Destiny USA’s designers have uncovered a connection between Central New York and … the Bermuda Triangle.

They plan to use it as the main story line for rides, exhibits and entertainment in a “marine life experience” at the proposed resort. Thursday at The Pyramid Cos., designer Allen Yamashita of Simex Digital Studios told the story of the lost flight:


“In 1959, there was a crew on a mission, a test mission, out of Griffiss Air Force Base in Rome. Flight NB36H. … It took them through the Bermuda Triangle.

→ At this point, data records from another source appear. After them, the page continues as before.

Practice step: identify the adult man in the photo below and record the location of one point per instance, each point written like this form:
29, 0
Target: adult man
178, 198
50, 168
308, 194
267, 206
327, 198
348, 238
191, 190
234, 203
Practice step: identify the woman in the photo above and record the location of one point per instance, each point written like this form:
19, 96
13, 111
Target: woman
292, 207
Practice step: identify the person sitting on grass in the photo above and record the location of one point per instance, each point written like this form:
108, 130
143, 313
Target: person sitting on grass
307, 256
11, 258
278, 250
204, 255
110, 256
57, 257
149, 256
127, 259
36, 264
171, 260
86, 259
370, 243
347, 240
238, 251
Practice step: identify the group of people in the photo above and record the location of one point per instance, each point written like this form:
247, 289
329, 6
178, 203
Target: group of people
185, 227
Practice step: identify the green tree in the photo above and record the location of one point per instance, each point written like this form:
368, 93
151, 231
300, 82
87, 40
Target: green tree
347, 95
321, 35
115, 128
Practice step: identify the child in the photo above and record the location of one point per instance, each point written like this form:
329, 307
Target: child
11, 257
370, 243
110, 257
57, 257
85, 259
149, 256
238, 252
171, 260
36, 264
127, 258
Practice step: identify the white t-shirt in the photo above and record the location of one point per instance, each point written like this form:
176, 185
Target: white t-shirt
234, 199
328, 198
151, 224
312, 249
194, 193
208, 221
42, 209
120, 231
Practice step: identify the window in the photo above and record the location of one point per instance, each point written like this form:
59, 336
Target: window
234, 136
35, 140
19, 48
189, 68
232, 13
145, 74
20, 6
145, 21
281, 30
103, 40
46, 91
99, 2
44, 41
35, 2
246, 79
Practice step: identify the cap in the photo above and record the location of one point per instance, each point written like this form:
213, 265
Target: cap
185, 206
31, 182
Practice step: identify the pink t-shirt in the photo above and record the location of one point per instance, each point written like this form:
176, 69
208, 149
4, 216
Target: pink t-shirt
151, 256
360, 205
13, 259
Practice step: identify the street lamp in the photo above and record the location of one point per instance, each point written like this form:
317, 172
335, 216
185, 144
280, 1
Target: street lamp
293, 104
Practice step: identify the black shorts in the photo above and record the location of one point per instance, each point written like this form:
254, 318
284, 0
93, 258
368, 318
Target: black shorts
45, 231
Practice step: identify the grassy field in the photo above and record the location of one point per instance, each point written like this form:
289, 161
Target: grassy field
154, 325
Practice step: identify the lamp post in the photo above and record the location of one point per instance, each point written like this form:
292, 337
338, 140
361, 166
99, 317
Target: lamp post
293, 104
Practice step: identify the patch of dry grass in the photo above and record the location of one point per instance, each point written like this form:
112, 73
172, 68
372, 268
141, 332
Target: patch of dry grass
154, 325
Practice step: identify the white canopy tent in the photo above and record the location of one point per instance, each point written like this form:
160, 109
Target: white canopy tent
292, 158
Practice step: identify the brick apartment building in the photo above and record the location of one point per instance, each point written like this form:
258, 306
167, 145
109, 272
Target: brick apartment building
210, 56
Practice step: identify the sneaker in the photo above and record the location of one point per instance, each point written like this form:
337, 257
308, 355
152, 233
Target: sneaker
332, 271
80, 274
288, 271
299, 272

“As they entered, they were about 30 miles off the northern coast of the Bahamian island of Eleuthera, they experienced freakishly turbulent weather. Got caught in a lightening storm. Lost the electrical and navigational controls of the plane, and the plane started to spin out of control. The plane went down.

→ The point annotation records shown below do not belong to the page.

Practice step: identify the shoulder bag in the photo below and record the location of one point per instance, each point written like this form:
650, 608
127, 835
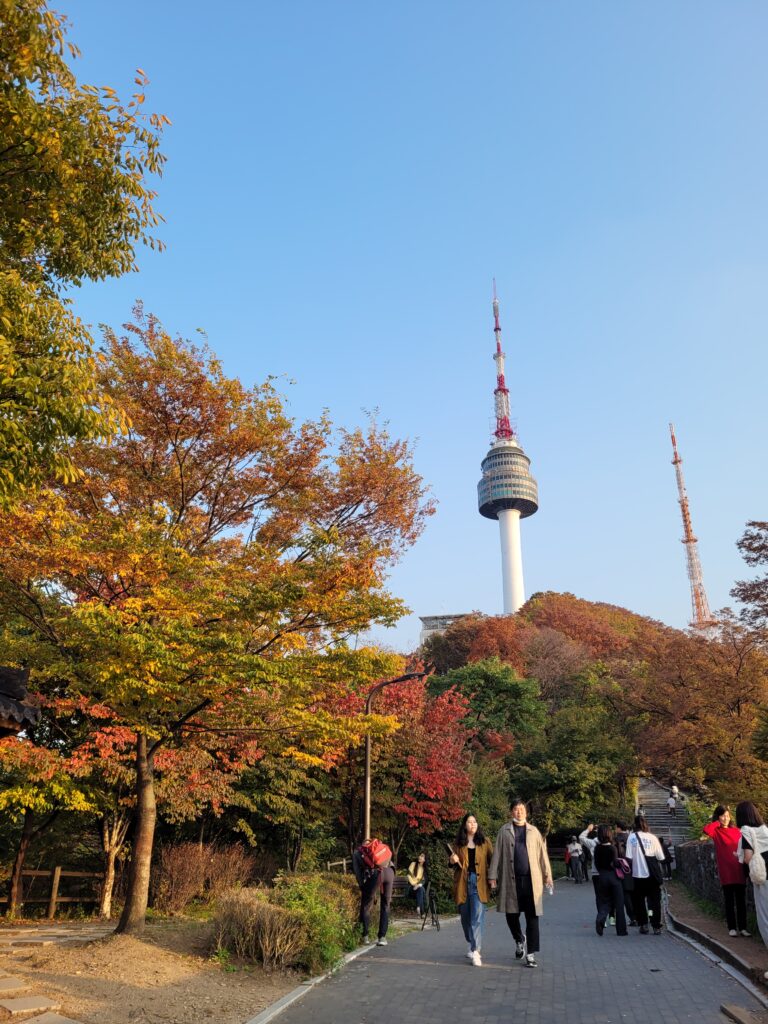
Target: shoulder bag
757, 861
653, 864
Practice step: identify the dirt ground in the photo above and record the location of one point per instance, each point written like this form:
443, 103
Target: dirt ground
167, 977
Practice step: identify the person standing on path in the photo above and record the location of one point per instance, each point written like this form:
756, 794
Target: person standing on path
732, 881
471, 859
386, 884
753, 843
416, 879
520, 868
608, 886
621, 837
645, 852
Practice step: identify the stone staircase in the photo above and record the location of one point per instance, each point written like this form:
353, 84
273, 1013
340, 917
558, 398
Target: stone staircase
652, 796
17, 996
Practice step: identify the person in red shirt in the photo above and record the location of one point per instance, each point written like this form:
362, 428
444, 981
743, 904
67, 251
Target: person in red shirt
726, 837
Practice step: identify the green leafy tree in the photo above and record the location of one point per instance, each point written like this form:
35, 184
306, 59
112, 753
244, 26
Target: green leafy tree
202, 581
76, 202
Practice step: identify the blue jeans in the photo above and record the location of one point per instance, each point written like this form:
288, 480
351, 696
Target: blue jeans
472, 913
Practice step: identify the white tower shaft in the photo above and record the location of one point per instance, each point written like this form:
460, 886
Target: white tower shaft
512, 583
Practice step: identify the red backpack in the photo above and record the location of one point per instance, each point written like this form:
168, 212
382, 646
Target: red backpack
375, 854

“As it was going down, the crew blacked out. And when they came to, they weren’t in the plane any more, but they found themselves inside this place.”

Yamashita, and designers Richard D. Centolella and Charles White III plan to transport Destiny visitors there, too.

Of course, the test mission and the connection to Griffiss isn’t real. The story line will weave through the exhibit as one of the magnets to draw visitors.

The consultants haven’t fig ured the cost, and they don’t know how big it will be.

Too small, and people won’t find it fun. Too large, and they’ll feel as if they’re in a warehouse, said White, with Olio Entertainment Design in Venice, Calif.

White helped create the myth of The Dig in the Atlantis resort in Nassau, the Bahamas. The story line of an abandoned archaeological expedition takes visitors through an aquarium and exhibits there, much as the Griffiss myth will take visitors through the exhibits at Destiny.

Designers plan to use live animals, simulations and rides – all of it done in way that invokes reverence for the sea and appeal to people of all ages, White said.

“It’s going to be a movie that you’re inside of,” Yamashita said. “Rather than watching the characters in a series of environments, we’re actually going to create the environments, and you, the audience, are going to be a participant in that story line.”

The designers are going beyond making the aquarium a zoo or museum for fish, said Centolella, of EDSA, a planning, landscape design and architectural group in Santa Monica, Calif.

Centolella graduated in 1985 from the SUNY College of Environmental Science and Forestry.

Designers plan to show ancient sea creatures, life as it is, how humans impact the sea and what could happen if no one cleans it up, he said.